Dear all, I realise that I have skipped a couple of weeks in my hosting of the blog, caught up in work, the first micro-residency I organised in Saint-Nazaire, thinking about how my activities connect and how to simultaneously give shape to next week’s ARE meeting, the abstract presentation for the Transtechnology Research seminar on the 19th and my upcoming paper for the issue on ‘Making the Posthuman’ for the Italian magazine Rivista Scenari due in March. As always I like a holistic approach to what I do, on the one hand out of lack of time, but also true to Michael Punt sound advice to make the things that you do or produce pay twice (or something of that order).
So while I try to survive and continue my practice as a curator and researcher by working as a translator, I realised that ‘translation’ forms an integral part of that practice and that I should not see it as a separate entity. My blog therefore now states that ‘Bureau Doove is a creative consultancy built on the pillars of curating and translation’. I see this blog as an extremely versatile and flexible exhibition space in which various elements can quickly be changed around and adapted. It is my personal lab.

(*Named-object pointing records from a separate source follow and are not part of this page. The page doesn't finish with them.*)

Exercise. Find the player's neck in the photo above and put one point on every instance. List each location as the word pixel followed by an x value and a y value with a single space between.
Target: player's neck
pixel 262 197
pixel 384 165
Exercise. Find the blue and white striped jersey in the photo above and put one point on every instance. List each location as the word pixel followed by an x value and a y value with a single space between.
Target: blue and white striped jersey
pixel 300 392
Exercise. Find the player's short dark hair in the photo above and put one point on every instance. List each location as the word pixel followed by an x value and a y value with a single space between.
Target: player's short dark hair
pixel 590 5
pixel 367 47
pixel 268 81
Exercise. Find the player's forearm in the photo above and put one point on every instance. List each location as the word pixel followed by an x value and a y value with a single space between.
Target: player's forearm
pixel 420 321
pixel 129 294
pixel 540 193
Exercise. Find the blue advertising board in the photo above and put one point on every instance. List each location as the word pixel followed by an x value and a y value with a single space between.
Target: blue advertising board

The interconnection of entities, both human and nonhuman, lies also at the basis of permaculture and although I am far from a specialist in the matter I am trying to integrate this way of thinking in various ways in my practice, more often than not realising that I have been practicing it all along, just not being conscious of it.

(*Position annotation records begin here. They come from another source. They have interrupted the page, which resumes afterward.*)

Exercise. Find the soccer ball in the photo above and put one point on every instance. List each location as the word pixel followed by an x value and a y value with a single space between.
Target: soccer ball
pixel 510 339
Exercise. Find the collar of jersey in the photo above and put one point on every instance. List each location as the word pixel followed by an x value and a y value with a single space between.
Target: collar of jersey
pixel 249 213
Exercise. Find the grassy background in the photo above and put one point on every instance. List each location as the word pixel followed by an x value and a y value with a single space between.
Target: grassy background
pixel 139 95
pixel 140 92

This is the first of a series of posts that I intend to publish over the coming weekend and that I hope that can function as a basis for next week’s meeting.

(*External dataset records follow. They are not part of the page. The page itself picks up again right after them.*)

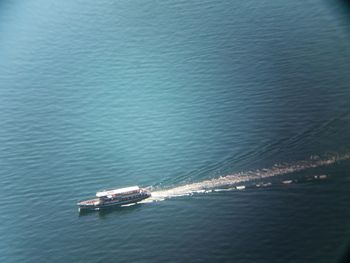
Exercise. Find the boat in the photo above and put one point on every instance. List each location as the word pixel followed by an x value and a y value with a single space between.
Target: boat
pixel 115 197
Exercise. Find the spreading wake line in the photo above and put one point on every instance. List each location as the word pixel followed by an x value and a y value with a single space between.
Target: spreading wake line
pixel 239 178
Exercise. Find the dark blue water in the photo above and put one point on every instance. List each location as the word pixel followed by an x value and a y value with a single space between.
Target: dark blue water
pixel 170 94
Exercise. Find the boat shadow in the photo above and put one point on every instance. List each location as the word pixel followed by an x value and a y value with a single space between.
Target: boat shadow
pixel 104 213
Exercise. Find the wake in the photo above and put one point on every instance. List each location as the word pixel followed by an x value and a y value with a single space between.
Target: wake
pixel 231 182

For now I would like to end with a link to the latest book by Richard Power’s, The Overstory, that celebrates trees. This seems to chime extremely well with my current situation and way of thinking, near the sea, but with a view of trees – see the image above. I haven’t read Power’s book yet, but discovered it last night in the unsurpassed programme La grande librairie in which Powers was interviewed on the occasion of the French translation. Interestingly the French title of the book is L’Arbre Monde – The Tree World.
In his twelfth novel, National Book Award winner Richard Powers delivers a sweeping, impassioned novel of activism and resistance that is also a stunning evocation of—and paean to—the natural world. From the roots to the crown and back to the seeds, The Overstory unfolds in concentric rings of interlocking fables that range from antebellum New York to the late twentieth-century Timber Wars of the Pacific Northwest and beyond, exploring the essential conflict on this planet: the one taking place between humans and nonhumans. There is a world alongside ours—vast, slow, interconnected, resourceful, magnificently inventive, and almost invisible to us. This is the story of a handful of people who learn how to see that world and who are drawn up into its unfolding catastrophe.
See http://www.richardpowers.net/the-overstory/
It is one of these encounters that continuously tend to shape my thinking and practice. Being open to these kind of encounters and how to make sense of time is essential and also allows me to tackle the difficulties of sustaining my practice in a creative way. My upcoming posts will thus reflect on interconnection and some thoughts on how I intend to realise this productively.